Database backup deadlock with active library scan/credits detection

Description:

Plex Media Server becomes unresponsive when the Butler’s scheduled database backup task runs concurrently with an active library scan or credits detection job.

Observed behavior:

The backup thread captures all database sessions (observed up to session 18), creates a 0-byte temporary backup file, and then stops making progress. No error is logged. Concurrently running
threads (scanner, credits detection, metadata refresh) block waiting on database connections held by the backup thread. The server becomes unresponsive and never recovers — no further log lines are written. The WAL file grows unbounded (observed at ~168MB) because no checkpoint can occur while the backup holds open snapshots.

The only recovery is a service restart.

Sequence of events from logs:

  1. Library scanner is actively processing media (adding/deleting metadata items, writing to DB)
  2. Butler wakes up and starts the scheduled database backup task
  3. Backup thread captures all DB sessions (grabs connection pool)
  4. Backup thread creates the -tmp backup file (0 bytes) but never begins copying pages
  5. Scanner thread attempts further DB writes but blocks waiting for a connection from the pool
  6. Credits detection and other threads also block on DB connections
  7. Log reports: N threads are waiting on db connections held by threads: [backup thread ID repeated]
  8. No further activity occurs — server is deadlocked

Expected behavior:

The backup should either wait for active scans to complete before acquiring locks, or use a non-blocking mechanism (e.g., sqlite3_backup_step() with SQLITE_BUSY retry) that doesn’t hold the
connection pool while waiting on an active writer. At minimum, there should be a timeout that aborts the backup and releases the locks rather than deadlocking permanently.

Environment:

  • Plex Media Server 1.43.0.10492-121068a07
  • Linux (Debian), ext4 filesystem
  • SQLite database in WAL mode
  • ~170MB library database

This unlikely to be a platform-specific issue.

Have you checked your system for corruption using DBRepair?

Confirming this bug — PMS 1.43.0.10492 and still present in 1.43.1.10611

I’m hitting the same issue on my setup and wanted to add another data point since it’s been a month with no fix.

Environment:

  • QNAP NAS (Linux 5.10.60), Docker
  • PMS 1.43.0.10492 when first observed, now on 1.43.1.10611
  • 514 MB library database (~2,600 movies, ~490 TV shows across 6 libraries)
  • Butler window set to 3am–6am
  • Intro/credits marker generation set to “scheduled” (runs during Butler window)

What I observed:

Starting around late March, my Plex server would become completely unresponsive overnight during the Butler window. On investigation, the WAL file had grown well past its normal size and the server was deadlocked — no log activity, no recovery without a full container restart. This happened repeatedly on nights when the Butler ran both the database backup and intro/credits marker detection concurrently.

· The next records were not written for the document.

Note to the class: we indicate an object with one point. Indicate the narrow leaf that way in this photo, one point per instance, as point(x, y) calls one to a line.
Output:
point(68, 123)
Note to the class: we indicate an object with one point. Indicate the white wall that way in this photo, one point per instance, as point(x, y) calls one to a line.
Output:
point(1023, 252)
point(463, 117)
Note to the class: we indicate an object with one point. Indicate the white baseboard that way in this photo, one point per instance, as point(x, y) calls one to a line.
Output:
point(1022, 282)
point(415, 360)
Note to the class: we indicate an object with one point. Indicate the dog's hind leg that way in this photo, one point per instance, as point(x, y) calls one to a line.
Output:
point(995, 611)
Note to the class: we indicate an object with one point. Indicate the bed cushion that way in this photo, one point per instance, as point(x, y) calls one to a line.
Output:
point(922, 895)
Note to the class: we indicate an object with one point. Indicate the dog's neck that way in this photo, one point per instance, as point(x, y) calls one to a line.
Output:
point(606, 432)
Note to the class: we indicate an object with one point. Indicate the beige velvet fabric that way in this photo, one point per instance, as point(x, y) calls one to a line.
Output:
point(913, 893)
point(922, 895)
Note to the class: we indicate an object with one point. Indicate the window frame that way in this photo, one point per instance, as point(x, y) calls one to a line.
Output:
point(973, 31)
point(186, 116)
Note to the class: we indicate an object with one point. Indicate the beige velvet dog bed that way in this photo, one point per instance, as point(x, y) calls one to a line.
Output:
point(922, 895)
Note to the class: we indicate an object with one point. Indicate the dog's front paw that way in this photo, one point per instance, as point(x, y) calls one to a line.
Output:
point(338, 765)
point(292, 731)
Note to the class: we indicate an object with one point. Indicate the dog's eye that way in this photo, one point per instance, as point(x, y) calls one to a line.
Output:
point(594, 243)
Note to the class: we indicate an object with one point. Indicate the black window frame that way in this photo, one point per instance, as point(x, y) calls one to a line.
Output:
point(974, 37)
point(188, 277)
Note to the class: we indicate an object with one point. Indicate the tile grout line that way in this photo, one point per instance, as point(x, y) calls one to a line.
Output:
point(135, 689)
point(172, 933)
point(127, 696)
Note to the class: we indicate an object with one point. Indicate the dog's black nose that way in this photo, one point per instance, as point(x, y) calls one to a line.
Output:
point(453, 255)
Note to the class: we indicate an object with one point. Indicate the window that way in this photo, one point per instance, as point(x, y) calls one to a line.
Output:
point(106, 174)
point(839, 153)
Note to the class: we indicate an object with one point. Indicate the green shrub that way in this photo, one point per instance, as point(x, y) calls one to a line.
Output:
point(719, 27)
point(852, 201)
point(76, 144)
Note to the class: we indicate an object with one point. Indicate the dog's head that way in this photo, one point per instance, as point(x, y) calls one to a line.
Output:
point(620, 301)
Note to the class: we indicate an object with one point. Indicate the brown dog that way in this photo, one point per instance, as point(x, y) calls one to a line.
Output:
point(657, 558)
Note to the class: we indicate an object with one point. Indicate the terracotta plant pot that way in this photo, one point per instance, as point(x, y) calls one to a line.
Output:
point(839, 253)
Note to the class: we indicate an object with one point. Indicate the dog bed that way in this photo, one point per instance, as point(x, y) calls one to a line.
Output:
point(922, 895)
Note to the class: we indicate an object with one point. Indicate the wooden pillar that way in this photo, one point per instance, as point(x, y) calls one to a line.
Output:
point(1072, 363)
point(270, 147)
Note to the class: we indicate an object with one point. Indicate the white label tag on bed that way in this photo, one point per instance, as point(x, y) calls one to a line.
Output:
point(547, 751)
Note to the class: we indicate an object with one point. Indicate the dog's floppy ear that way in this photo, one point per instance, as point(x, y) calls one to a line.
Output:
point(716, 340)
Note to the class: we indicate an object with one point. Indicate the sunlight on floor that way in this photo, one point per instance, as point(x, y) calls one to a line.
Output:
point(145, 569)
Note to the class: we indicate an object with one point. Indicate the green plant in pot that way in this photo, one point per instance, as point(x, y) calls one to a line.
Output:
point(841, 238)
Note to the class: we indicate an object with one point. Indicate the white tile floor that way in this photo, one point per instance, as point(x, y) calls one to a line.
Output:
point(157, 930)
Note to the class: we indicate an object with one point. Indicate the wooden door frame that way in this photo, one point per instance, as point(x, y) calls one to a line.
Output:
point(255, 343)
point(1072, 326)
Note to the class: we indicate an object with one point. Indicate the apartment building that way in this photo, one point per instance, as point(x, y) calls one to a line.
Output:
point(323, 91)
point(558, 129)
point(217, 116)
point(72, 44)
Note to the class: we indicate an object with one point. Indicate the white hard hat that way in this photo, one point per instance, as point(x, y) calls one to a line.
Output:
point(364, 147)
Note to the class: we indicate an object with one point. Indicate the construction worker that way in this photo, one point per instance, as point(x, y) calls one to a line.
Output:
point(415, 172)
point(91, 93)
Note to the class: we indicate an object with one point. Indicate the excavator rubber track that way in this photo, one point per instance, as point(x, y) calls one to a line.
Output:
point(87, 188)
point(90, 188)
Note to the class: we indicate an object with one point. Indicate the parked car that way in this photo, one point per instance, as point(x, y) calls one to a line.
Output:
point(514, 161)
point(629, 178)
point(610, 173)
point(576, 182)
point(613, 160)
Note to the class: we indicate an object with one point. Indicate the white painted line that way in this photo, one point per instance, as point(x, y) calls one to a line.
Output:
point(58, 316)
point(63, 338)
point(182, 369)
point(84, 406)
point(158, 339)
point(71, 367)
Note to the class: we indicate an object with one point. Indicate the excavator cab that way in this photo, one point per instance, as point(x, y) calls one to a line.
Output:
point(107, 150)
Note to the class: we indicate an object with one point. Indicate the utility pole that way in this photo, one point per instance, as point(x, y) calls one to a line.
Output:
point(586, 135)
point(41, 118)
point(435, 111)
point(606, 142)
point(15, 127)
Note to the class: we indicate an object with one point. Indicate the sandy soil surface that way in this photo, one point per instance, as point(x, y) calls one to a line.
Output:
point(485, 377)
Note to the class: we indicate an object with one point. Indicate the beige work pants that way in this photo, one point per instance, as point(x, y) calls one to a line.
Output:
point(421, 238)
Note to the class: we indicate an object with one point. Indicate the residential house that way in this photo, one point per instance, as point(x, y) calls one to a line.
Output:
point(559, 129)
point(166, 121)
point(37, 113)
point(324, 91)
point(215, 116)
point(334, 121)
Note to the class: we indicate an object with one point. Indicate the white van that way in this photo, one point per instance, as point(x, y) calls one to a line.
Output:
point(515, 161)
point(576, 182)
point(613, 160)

The pattern was consistent: the backup task would start, grab database connections, and then block the scanner and marker detection threads that were also trying to write. The server would just hang — no timeout, no abort, no recovery. The only fix was to kill and restart the container, at which point the WAL would checkpoint back down to a normal size.

Workaround:

I disabled the backup task entirely via the API:

curl -X PUT "http://localhost:32400/:/prefs?X-Plex-Token=TOKEN" \
  -G --data-urlencode "ButlerTaskBackupDatabase=0"

Since disabling it on 3/27, I’ve had zero deadlocks. WAL file has stayed under 5 MB consistently. The server has been rock solid overnight.

The problem with this workaround is that now I have no automated database backups at all. For a 500+ MB database that represents years of watch history, play counts, and metadata customization, that’s a real risk. I’m doing manual backups via cron as a stopgap, but that shouldn’t be necessary.

Still present in 1.43.1.10611:

I checked the 1.43.1.10611 changelog — 28 fixes listed, none related to database backup concurrency or deadlock. I haven’t re-enabled the backup task to confirm, but nothing in the release notes suggests this was addressed.

Suggestion:

As the OP mentioned, sqlite3_backup_step() with a bounded page count per step and retry/abort logic would solve this cleanly. The backup thread shouldn’t be able to starve all other database consumers indefinitely. Even a simple timeout that aborts the backup if it can’t make progress within N seconds would prevent the deadlock.

This seems like it should be a high-priority fix — the current behavior means users have to choose between database backups and a stable server, which isn’t really a choice.